This is a bid job not T&M . Not to sure how to say to him without offending him that im not giving you my prices etc for material labor etc.

Thoughts?


----------



## Jaws (Dec 20, 2010)

Tell him that you are unable to do break a fixed cost bid down, use the Mcdonalds analogy. They dont break down a big mac. Explain that the cost is a blend of historical data from previous like projects you have done, ect...and the labor, materials, your overhead and a reasonable profit, IF every goes well. If it go's bad you eat the loss.


----------



## BamBamm5144 (Jul 12, 2008)

Tell him it's against your policy or put materials at $9,999.99 and labor .01

I will never understand why people think its their business to know anything other than the final cost.


----------



## gastek (Mar 29, 2011)

Why should you worry about offending him? Tell him you don't provide proprietary information and that if he doesn't like your bid he is free to shop else where. 

People these days are really getting pushy on information from trades. As Jaws said, give him the McDonalds analogy. 

This is probably someone you don't want to work for if he's getting into your business. He'll end up being a thorn in your side the entire time and probably after. If you do work for him, you had darn well better get draws on your payment or he could try and stiff you at the end.


----------



## aptpupil (Jun 12, 2010)

BamBamm5144 said:


> I will never understand why people think its their business to know anything other than the final cost.

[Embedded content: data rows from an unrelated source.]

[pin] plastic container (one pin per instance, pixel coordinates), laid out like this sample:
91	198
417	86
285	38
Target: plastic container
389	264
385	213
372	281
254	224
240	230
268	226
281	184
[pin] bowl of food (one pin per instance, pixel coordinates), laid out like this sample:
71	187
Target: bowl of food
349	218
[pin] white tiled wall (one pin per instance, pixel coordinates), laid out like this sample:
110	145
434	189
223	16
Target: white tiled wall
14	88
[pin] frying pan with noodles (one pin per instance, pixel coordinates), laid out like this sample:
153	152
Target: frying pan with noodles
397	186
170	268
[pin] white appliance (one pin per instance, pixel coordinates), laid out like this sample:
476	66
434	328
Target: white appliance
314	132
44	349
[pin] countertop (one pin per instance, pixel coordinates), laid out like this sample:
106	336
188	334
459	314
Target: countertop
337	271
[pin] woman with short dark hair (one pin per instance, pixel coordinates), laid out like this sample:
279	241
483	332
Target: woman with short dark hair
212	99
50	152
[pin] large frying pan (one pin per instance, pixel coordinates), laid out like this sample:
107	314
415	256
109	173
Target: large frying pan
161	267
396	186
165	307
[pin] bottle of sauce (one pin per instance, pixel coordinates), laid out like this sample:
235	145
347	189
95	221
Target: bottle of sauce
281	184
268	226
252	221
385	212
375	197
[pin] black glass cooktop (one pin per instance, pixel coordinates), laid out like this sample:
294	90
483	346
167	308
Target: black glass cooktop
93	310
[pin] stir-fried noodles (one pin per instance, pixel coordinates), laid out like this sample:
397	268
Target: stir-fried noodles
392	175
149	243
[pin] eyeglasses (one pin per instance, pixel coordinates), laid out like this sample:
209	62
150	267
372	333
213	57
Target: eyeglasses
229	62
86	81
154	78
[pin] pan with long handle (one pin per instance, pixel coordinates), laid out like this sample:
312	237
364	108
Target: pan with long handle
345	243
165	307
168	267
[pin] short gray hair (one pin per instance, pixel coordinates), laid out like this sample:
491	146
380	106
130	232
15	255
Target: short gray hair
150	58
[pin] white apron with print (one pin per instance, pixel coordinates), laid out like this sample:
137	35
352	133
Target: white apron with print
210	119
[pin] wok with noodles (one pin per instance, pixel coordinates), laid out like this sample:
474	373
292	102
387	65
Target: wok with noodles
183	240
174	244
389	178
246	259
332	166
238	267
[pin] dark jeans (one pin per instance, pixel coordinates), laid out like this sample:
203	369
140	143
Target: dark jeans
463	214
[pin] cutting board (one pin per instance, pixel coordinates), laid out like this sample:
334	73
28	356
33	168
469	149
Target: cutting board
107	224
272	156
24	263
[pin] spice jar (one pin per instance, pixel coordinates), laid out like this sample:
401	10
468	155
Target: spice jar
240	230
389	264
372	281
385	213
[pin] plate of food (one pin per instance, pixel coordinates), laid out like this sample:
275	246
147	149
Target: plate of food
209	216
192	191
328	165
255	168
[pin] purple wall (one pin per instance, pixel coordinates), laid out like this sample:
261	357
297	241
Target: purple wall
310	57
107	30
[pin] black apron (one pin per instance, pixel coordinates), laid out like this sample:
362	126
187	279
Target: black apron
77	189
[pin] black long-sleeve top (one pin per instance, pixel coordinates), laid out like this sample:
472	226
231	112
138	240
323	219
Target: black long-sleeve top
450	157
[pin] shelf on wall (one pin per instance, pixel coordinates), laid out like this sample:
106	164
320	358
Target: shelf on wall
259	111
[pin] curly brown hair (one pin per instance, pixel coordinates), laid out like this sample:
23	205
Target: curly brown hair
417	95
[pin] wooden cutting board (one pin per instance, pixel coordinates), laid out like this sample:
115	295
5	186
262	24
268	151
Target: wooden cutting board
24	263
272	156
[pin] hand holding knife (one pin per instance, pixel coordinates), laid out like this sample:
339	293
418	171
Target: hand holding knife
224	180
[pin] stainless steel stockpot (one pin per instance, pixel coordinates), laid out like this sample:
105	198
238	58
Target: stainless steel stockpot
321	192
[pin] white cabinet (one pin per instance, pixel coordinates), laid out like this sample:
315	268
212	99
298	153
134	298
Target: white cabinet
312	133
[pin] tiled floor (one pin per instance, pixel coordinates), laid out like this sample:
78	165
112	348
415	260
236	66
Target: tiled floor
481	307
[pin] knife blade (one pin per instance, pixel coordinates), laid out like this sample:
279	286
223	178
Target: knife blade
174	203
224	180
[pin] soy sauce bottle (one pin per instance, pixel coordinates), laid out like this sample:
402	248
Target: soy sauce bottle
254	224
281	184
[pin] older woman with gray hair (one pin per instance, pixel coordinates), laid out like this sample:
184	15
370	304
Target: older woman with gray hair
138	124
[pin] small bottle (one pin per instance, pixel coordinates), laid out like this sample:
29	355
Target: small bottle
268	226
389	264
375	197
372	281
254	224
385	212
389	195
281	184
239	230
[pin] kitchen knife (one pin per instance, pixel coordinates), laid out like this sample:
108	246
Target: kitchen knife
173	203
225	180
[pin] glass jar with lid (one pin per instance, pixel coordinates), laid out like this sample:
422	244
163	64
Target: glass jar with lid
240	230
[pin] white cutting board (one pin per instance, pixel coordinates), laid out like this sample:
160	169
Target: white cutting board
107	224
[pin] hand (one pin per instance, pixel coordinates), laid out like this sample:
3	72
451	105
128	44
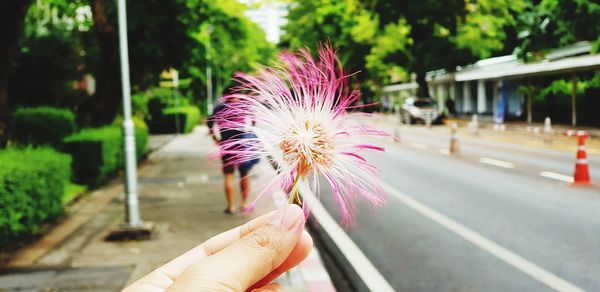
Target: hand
242	259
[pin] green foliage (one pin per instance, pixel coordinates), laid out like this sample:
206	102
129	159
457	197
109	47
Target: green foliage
184	117
188	115
553	23
43	125
98	153
51	55
225	40
483	31
347	25
32	183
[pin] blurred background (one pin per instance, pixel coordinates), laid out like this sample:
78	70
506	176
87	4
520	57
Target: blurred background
491	169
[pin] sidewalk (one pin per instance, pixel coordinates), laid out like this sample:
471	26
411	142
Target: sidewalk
180	191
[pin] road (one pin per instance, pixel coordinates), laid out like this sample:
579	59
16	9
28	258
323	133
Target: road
485	221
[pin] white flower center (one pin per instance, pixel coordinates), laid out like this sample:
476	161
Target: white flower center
307	146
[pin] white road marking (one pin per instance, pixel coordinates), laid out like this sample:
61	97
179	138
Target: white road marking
418	146
484	243
496	162
557	176
361	264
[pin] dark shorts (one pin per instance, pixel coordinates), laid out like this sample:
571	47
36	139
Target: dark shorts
229	167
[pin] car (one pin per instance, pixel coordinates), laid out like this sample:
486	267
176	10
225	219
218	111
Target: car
421	109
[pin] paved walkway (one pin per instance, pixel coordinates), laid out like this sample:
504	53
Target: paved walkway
181	192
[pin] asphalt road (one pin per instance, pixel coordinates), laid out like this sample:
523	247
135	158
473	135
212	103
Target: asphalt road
543	221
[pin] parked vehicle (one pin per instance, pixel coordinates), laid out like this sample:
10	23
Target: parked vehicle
417	109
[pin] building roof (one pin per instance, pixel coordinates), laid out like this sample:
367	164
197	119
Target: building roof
565	65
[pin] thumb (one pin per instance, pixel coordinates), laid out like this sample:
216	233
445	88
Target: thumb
245	262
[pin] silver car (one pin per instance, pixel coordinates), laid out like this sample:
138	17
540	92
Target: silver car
417	109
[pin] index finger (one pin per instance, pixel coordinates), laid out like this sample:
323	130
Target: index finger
165	275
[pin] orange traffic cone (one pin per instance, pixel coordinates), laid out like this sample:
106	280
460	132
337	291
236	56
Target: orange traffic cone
582	174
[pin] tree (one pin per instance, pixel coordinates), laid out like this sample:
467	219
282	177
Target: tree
12	17
444	34
157	40
232	41
548	24
347	25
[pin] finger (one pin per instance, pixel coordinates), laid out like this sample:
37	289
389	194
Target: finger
273	287
298	254
165	275
245	262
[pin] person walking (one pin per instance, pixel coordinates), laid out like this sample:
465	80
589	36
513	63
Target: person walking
227	133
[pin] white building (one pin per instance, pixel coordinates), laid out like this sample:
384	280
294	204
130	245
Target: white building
490	87
271	16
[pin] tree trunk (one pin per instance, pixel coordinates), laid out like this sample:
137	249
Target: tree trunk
423	90
103	107
12	20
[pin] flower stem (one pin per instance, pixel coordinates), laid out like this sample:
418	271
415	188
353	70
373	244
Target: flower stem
294	197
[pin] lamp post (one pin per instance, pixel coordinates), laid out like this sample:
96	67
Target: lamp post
133	228
209	105
132	213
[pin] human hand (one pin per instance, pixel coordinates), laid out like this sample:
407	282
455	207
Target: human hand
246	258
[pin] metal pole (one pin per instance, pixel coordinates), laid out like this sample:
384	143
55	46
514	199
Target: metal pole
529	101
573	103
132	213
175	78
209	105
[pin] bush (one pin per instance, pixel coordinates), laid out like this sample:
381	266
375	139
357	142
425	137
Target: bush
186	116
32	183
98	153
43	125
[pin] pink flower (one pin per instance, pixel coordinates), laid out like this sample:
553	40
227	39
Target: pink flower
304	129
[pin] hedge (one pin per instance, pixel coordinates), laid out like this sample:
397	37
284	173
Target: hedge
190	115
98	153
32	183
187	117
43	125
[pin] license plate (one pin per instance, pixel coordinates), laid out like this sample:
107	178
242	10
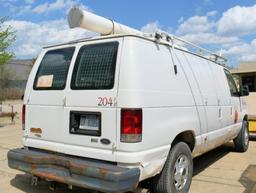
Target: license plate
89	122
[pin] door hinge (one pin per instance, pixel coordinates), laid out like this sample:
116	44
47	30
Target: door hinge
64	101
113	148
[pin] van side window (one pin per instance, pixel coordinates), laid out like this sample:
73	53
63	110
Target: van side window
95	67
53	70
231	83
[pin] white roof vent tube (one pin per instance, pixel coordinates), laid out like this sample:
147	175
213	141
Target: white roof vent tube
87	20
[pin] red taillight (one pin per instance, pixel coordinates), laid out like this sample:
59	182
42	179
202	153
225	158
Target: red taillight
131	125
23	116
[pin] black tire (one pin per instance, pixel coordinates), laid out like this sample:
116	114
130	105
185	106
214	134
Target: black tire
242	140
165	182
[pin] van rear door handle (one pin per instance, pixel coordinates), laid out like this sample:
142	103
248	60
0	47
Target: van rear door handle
64	100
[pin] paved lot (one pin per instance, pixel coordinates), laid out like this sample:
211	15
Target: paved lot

i think it's reasonable for them to know what materials you are using. to ask how you plan on flashing a chimney or what kind of shower pan you plan on using, etc. an informed customer is a good thing and them asking those questions only helps separate the good contractor from the bad.
imo, if you have the attitude that they should only know the final cost then you're going to be stuck in a race to the bottom.
now, does that mean they get to look at your books and determine how you do things? no. but i think they have a reasonable expectation to know more than just cost info and telling them some of "your business" can help you sell jobs to some people...."we use these materials, we pay our guys living wages with benefits, we are going to add these details to the trim, etc."


----------



## popagorgio (Aug 8, 2012)

This kind of customer is a huge red flag. They will use the itemized bid
to try and negotiate You into taking less profit. It is none of Their business and These types always get incredibly pissed When You
decline to play Their game. Do not worry They will offend almost every
Contractor They get a quote from until They are stuck with some 
desperate fool and Their whole project becomes a mess. As a professional
I assume You are in line with current prices for Your area and This 
HO thinks He can beat the system.


----------



## Astrix (Feb 23, 2009)

maleko said:


> Gave the customer a number, He came back with " we have to knock about $15k off it to get it reasonable"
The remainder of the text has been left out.